Für sind diese Vorgeschichten meine späteren Trinkgründe gewesen.
Und da mußte ich ganz klar aufräumen, ich mußte lernen zu differenzieren, ich mußte schmerzlich einsehen das ich mich dahinter nicht mein Leben lang verstecken kann.
Das ich um wirklich etwas ändern zu können, genau aus dieser Schemata heraus muß.
Und das war eine reine Kopfsache, die entsprechenden "richtigen" Gefühle kamen erst, als ich nicht mehr trank.

Grüßle
Bea


Saftnase Offline




Beiträge: 1.206

10.02.2004 00:57
#15 RE: Vepanschter Alkohol Zitat · Antworten

Hallo quer Beet,

in der nassen Zeit hat mir mein Mann viele Dinge "abgenommen", die ich trocken locker bewältigt hätte. Es war aber so, dass ich einfach zu "lahm", gleichgültig und absolut desinteressiert war. Man kann fast sagen, dass ich schon mal einen Schritt nach vorne machen wollte, um was zu bewältigen, aber durch den Alkeinfluß war es so, als wenn ich an einer Leine wäre und wieder 3 Schritte zurückgezogen wurde. Dieser vor-zurück-Rhythmus hat sich unbewußt eingeschlichen, genauso wie mein Mann, automatisch unbemerkt zum "Vordenker" und "Vorhandelnden" wurde.
Dies führt heute immer noch zu kleinen Debatten, weil mein Mann "seine Rolle" noch nicht ganz abgelegt hat. Er hat doch tatsächlich gestern Abend den Routenplaner ausgedruckt, weil ich heute alleine in eine Großstadt zu einem Termin muß und er meinte, mir "helfen" zu müssen. Dabei hatte ich das schon selbst erledigt und mir kleine Notizen dazu gemacht....

Übrigens finde ich es sehr schön, wie wir auf dem Board mit unserem gemeinsamen Feind Alkohol und seinen "Hinterlassenschaften" umgehen können. Es ist ein unerschöpfliches Thema und es spielt keine Rolle, wie,wann,warum und wie oft wir unsere gemeinsame Krankheit mit all ihren Erscheinungen "durchkauen".

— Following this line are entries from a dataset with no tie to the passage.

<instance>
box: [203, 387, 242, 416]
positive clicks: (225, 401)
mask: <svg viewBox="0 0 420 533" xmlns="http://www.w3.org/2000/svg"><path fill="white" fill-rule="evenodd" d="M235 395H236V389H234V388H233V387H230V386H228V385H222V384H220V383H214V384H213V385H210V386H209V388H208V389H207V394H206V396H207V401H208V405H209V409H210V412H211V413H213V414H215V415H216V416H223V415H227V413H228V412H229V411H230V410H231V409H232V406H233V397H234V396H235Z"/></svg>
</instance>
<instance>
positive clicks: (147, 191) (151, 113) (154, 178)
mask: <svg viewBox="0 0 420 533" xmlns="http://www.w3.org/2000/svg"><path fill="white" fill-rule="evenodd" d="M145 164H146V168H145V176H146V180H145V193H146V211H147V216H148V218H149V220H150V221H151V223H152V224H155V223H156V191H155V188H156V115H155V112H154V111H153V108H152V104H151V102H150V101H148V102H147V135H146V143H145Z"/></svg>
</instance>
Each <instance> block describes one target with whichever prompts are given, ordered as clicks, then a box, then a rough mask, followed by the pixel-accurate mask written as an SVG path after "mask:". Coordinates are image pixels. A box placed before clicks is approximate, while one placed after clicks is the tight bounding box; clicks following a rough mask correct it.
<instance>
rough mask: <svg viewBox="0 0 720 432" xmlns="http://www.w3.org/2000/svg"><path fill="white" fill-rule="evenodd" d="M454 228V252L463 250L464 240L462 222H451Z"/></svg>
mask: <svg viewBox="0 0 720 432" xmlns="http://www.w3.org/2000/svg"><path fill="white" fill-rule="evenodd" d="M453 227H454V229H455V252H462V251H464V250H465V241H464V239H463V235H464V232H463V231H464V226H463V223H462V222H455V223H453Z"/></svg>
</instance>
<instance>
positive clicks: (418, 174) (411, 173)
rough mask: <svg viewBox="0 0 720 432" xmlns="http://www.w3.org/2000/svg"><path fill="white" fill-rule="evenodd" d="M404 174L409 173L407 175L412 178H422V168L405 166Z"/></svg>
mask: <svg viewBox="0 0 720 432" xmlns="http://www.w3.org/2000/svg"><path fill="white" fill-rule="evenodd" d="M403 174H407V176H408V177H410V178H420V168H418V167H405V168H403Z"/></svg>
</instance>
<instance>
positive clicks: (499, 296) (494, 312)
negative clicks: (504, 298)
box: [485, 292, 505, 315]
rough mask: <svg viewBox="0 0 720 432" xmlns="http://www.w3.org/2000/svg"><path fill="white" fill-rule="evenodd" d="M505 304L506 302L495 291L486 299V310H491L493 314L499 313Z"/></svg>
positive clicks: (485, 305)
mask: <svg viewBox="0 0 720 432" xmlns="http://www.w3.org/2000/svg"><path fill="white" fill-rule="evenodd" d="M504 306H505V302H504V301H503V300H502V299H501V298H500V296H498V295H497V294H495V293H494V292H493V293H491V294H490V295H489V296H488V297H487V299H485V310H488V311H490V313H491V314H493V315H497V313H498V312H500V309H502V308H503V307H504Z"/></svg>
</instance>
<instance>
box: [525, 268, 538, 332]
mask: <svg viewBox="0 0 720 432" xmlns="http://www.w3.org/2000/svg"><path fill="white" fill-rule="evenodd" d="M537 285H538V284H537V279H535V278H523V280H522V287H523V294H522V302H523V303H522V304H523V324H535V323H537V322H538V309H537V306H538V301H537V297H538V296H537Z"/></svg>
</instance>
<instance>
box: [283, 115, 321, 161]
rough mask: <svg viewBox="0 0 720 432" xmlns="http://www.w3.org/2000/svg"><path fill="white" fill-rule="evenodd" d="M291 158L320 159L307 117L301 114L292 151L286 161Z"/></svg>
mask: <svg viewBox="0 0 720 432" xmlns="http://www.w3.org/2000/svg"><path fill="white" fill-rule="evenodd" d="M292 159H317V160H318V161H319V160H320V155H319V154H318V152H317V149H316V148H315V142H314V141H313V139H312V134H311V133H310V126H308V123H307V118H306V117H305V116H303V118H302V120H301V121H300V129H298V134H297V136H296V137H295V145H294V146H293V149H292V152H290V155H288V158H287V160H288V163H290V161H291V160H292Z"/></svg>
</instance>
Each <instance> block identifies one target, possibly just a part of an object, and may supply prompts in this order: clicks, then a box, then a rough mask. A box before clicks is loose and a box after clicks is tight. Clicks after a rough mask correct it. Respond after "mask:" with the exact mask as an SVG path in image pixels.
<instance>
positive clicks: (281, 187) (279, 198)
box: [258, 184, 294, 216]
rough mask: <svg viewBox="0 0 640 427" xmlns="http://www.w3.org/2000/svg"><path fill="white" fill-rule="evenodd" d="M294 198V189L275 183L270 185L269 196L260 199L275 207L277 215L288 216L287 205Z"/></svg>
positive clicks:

Ich kann mir gut vorstellen, dass es Gäste gibt, die nur aus Neugierde mal hier reinschauen und manches unverständlich belächeln, weil sie keine bewußte Alkoholproblematik bei sich feststellen aber im Geheimen "neidisch" sind, dass es Menschen gibt, die es nach vielen Irrungen und Wirrungen geschafft haben, ihr Leben völlig ohne Alkohol zu gestalten, und bei diesen Gästen sind auch wiederum solche, die vielleicht den einen oder anderen Denkanstoß bekommen und bei sich ein Alkproblem erkennen und ebenfalls den Weg in die Trockenheit suchen. Deshalb können wir gar nicht genug, lang und breit die fatale Bandbreite des Alkoholismus auf dem Board ausbreiten. Das mußte ich mal loswerden.